Aber noch nötiger als die Einhörner auf uns sind wir auf sie angewiesen. So ähnlich wie sie in jedem Menschen, den Wunsch wecken, sie voller Liebe aufzunehmen und zu umsorgen, so ähnlich leben wir Menschen weitaus harmonischer zusammen und behandeln einander viel rücksichtsvoller, wenn wir uns der Nähe von Einhörnern bewusst sind. Vielleicht können sie sich vorstellen, wie stolz wir auf unsere Einhörner waren, und wie sehr wir sie beschützen wollten. Deswegen vermieden wir es, Fremden von ihnen zu erzählen. Die meisten hätte es uns ohnehin nicht geglaubt. Im Laufe der Zeit aber gerieten die Einhörner in Vergessenheit. Jedes Jahr kamen weniger von ihnen, und jedes Jahr sahen sie ein wenig „verwaschener"aus, weil nur noch unsere Ältesten und unsere Jüngsten an sie glaubten.
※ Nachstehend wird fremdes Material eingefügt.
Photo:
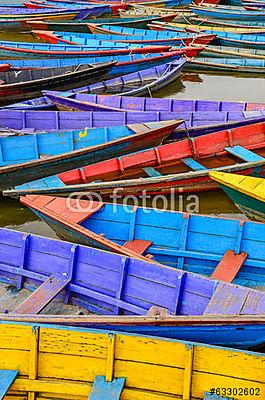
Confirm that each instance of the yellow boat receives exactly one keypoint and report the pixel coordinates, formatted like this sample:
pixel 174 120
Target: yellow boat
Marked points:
pixel 247 192
pixel 41 362
pixel 190 27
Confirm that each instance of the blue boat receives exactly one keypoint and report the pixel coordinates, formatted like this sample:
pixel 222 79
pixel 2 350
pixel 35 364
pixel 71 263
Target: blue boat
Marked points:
pixel 221 248
pixel 228 65
pixel 139 83
pixel 225 12
pixel 23 163
pixel 236 332
pixel 125 63
pixel 154 37
pixel 95 276
pixel 200 121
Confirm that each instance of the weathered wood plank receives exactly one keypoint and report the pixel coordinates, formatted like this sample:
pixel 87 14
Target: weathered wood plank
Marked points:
pixel 138 246
pixel 229 266
pixel 244 154
pixel 43 295
pixel 7 377
pixel 102 390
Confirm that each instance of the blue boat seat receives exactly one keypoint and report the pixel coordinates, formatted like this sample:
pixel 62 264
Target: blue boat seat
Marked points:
pixel 137 245
pixel 103 390
pixel 229 266
pixel 7 377
pixel 244 154
pixel 45 293
pixel 212 396
pixel 150 171
pixel 192 164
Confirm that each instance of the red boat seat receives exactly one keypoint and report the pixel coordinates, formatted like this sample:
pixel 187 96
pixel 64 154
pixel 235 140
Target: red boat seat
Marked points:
pixel 138 246
pixel 42 296
pixel 229 266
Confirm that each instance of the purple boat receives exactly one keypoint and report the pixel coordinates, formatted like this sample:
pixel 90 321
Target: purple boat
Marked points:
pixel 140 83
pixel 206 121
pixel 108 283
pixel 84 102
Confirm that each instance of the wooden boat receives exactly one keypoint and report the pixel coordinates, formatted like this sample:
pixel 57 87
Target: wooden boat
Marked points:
pixel 21 24
pixel 85 39
pixel 242 331
pixel 247 192
pixel 185 26
pixel 91 44
pixel 124 63
pixel 51 143
pixel 76 12
pixel 86 102
pixel 229 14
pixel 228 65
pixel 232 52
pixel 179 167
pixel 140 83
pixel 83 12
pixel 229 23
pixel 142 10
pixel 66 51
pixel 144 283
pixel 236 331
pixel 222 38
pixel 81 26
pixel 146 105
pixel 97 11
pixel 84 363
pixel 27 84
pixel 237 254
pixel 140 136
pixel 200 121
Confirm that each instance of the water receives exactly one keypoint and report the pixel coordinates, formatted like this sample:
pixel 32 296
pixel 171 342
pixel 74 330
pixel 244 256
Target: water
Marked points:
pixel 190 86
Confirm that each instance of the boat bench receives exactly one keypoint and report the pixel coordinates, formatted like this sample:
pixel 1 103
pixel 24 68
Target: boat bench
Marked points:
pixel 7 377
pixel 103 390
pixel 212 396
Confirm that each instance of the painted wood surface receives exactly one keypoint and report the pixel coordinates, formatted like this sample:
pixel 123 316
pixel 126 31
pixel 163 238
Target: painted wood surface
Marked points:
pixel 148 104
pixel 108 283
pixel 65 120
pixel 183 241
pixel 175 165
pixel 63 363
pixel 243 332
pixel 7 377
pixel 144 136
pixel 248 194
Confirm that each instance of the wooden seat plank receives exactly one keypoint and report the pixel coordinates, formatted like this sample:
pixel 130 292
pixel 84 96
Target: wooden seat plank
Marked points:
pixel 137 245
pixel 7 377
pixel 193 164
pixel 229 266
pixel 244 154
pixel 152 172
pixel 213 396
pixel 227 299
pixel 43 295
pixel 102 390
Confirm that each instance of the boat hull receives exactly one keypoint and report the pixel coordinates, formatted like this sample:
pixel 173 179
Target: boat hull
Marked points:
pixel 251 207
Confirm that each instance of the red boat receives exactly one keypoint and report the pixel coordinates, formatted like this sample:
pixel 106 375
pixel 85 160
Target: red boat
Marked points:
pixel 188 161
pixel 202 39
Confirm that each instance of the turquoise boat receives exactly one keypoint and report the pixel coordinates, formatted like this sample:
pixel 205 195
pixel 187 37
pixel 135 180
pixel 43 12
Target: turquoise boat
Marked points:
pixel 229 65
pixel 228 13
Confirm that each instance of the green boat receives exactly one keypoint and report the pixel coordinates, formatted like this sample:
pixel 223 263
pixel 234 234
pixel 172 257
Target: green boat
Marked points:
pixel 247 192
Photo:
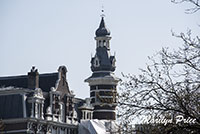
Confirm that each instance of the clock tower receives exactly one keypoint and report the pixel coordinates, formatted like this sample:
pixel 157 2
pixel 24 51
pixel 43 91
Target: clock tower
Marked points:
pixel 103 82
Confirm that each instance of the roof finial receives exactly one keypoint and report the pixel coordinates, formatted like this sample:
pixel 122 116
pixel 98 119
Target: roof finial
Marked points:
pixel 102 10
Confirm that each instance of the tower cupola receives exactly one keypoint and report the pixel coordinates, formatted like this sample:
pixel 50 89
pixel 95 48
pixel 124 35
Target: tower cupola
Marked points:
pixel 102 31
pixel 103 82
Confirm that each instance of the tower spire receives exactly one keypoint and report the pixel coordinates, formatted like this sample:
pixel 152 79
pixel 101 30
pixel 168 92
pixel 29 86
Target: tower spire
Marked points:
pixel 102 11
pixel 103 82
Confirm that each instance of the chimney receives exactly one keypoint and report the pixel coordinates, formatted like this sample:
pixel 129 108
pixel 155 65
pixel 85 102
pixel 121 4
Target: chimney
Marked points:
pixel 33 78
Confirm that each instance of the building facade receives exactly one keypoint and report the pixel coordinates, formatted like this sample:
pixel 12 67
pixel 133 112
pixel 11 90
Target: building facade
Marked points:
pixel 44 104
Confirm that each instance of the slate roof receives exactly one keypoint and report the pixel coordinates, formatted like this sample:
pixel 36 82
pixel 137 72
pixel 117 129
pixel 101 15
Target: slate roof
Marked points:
pixel 46 81
pixel 11 106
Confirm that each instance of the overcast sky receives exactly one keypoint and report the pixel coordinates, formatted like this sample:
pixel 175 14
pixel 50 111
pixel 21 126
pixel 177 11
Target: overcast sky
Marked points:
pixel 50 33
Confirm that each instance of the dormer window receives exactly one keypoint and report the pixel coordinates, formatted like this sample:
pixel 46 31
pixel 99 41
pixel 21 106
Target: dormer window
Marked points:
pixel 37 104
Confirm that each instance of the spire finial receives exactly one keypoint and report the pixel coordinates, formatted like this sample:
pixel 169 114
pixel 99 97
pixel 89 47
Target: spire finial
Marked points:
pixel 102 10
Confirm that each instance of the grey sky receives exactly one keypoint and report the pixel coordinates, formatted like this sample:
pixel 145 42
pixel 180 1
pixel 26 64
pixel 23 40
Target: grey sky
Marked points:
pixel 50 33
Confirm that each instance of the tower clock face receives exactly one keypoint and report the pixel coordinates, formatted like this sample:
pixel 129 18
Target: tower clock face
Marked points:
pixel 107 100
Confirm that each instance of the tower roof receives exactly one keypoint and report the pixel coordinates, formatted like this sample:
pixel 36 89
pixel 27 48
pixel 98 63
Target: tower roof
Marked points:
pixel 102 30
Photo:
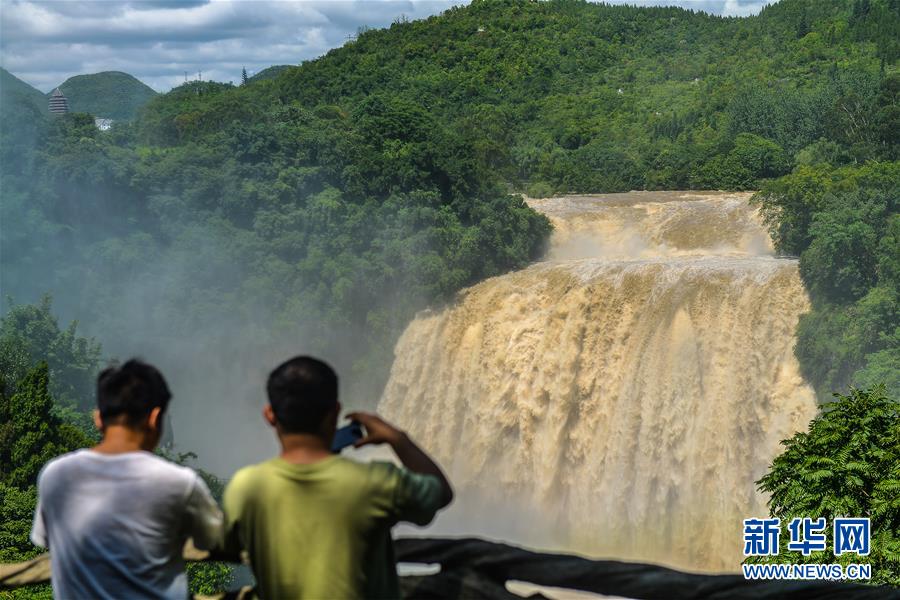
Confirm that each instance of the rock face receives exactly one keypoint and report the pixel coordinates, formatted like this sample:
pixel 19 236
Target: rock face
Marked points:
pixel 620 398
Am letzten Donnerstag hörte auch der letzte von uns auf, an die Einhörner zu glauben – warum weiß er selbst nicht so recht. Er sagte nur, er habe gesehen, dass sie an einen Ort gegangen seien, an dem sie glücklicher seien als hier. Es ist meine feste Überzeugung, dass die Einhörner wieder kommen werden, wenn man wieder an sie glaubt. Sie sind nicht tot. Sie schlafen auch nicht. Sie warten einfach darauf, dass wieder genug Menschen an sie glauben (denn tief in ihrem Inneren sind sie sehr demokratisch gesinnte Wesen). Dann werden sie auch wieder am Heiligen Abend den Wald verlassen, um Frieden unter den Menschen zu stiften.